Salt crystallization and deliquescence triggered by humidity cycles in nanopores
Hugo Bellezza, Marine Poizat, Olivier Vincent
TL;DR
This study investigates how salt solutions inside nanoporous matrices respond to humidity cycles, revealing that crystallization and deliquescence occur at much lower RH than bulk and dominate the hysteresis of sorption isotherms.
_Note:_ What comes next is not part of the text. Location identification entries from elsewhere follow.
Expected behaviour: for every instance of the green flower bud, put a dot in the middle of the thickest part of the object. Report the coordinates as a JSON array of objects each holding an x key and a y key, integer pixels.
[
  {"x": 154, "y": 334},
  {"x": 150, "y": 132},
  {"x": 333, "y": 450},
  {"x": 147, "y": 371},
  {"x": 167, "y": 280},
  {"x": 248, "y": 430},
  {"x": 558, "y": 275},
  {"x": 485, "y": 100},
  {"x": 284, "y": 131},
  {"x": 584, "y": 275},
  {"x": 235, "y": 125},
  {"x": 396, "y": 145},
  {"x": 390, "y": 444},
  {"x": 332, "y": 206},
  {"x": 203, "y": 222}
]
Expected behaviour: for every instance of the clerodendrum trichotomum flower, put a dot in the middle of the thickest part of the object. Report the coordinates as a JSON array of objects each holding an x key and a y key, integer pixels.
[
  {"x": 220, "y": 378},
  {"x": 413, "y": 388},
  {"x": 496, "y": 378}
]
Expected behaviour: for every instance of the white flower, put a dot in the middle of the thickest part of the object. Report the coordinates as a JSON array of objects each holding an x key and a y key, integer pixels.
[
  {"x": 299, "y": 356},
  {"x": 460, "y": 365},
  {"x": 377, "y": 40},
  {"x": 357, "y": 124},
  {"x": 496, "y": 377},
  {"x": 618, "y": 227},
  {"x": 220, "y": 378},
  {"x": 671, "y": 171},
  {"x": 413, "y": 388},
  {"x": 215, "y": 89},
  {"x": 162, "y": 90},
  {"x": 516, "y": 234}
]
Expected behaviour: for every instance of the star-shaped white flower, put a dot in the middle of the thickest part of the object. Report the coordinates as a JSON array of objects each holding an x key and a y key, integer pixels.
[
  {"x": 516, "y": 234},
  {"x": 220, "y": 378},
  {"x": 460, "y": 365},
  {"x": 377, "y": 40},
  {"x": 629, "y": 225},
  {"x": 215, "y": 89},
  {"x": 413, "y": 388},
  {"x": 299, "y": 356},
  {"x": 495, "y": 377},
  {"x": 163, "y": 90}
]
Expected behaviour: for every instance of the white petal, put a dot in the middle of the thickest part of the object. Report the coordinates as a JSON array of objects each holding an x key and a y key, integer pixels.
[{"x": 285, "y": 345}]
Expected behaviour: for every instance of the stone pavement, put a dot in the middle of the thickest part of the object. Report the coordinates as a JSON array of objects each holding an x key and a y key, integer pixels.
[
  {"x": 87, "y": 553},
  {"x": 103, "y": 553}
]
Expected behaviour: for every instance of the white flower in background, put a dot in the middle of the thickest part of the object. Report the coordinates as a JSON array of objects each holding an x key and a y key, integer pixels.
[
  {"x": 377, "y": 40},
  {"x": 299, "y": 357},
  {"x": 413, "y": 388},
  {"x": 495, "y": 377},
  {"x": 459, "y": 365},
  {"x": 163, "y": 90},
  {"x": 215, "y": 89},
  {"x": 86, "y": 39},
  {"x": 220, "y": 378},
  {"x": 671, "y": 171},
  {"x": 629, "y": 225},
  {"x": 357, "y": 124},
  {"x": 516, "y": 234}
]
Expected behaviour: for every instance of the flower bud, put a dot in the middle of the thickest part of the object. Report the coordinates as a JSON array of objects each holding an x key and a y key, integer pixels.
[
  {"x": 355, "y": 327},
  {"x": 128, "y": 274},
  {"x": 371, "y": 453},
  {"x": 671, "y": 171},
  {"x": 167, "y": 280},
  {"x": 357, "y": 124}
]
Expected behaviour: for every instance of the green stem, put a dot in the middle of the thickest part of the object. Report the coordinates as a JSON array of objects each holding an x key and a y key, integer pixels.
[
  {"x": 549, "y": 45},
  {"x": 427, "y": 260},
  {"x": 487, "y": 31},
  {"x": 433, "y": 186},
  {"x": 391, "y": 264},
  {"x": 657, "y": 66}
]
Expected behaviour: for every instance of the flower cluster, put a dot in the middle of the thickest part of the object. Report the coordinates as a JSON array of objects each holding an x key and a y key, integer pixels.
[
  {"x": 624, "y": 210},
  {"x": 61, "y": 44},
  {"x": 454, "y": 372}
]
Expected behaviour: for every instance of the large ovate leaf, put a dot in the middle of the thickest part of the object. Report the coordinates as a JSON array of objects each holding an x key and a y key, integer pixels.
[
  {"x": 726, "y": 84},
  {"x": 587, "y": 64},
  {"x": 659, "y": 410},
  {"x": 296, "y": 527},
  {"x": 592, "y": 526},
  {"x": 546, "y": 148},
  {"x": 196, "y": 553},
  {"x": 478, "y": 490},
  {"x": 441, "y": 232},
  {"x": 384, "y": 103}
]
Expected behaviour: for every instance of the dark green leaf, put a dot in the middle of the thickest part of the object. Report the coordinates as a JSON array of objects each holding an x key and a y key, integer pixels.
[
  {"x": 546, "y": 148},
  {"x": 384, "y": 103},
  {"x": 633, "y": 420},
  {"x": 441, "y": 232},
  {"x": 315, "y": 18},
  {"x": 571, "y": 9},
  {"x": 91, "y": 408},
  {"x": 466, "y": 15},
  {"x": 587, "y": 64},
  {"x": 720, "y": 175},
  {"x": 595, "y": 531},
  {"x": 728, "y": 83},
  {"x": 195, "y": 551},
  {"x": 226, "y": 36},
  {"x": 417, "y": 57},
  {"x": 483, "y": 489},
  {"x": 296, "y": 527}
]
Using mesoporous silica (poSi) and anodic aluminum oxide (AAO) with pore sizes spanning <4 nm to ~20 nm, and in-pore NaCl, they measure water sorption with white light interferometry and deduce pore filling via the optical path length $\mathcal{L} = 2 n H_p$ and the Kelvin radius $r_K = - 2 \sigma_w / \Delta P_c$; the vapor-liquid equilibrium follows $-\ln \mathcal{H} = r_ extell/r_K + \alpha_0 \phi S(m)$. They show deliquescence and crystallization RH are nearly independent of the initial salt content $m_i$, and argue this is set by the in-pore concentration $m$ through osmotic pressure and confinement, with $\Delta P_c = -2 \sigma_w / r_K$ and $\Pi(m) = \nu \phi k_B T \rho_w m$. A modified confined CNT model predicts that crystallization requires a supersaturation $S$ such that $r^* \le r_p$, but importantly crystallization data align with kinetic nucleation limits (no steric hindrance), while deliquescence corresponds to an unstable three-phase equilibrium; the required bulk supersaturation is found to be $S_\infty = 2.2 \pm 0.2$. Overall, the results establish that confinement alters the balance of phase transitions, reversing the classic sorption isotherm branches and enabling large metastable salt solutions in nanopores, with implications for salt weathering, membranes, and humidity-responsive materials.
Abstract
We study the response of materials with nanoscale pores containing sodium chloride solutions, to cycles of relative humidity (RH). Compared to pure fluids, we show that these sorption isotherms display much wider hysteresis, with a shape determined by salt crystallization and deliquescence rather than capillary condensation and Kelvin evaporation. Both deliquescence and crystallization are significantly shifted compared to the bulk and occur at unusually low RH. We systematically analyze the effect of pore size and salt amount, and rationalize our findings using confined thermodynamics, osmotic effects and classical nucleation theory.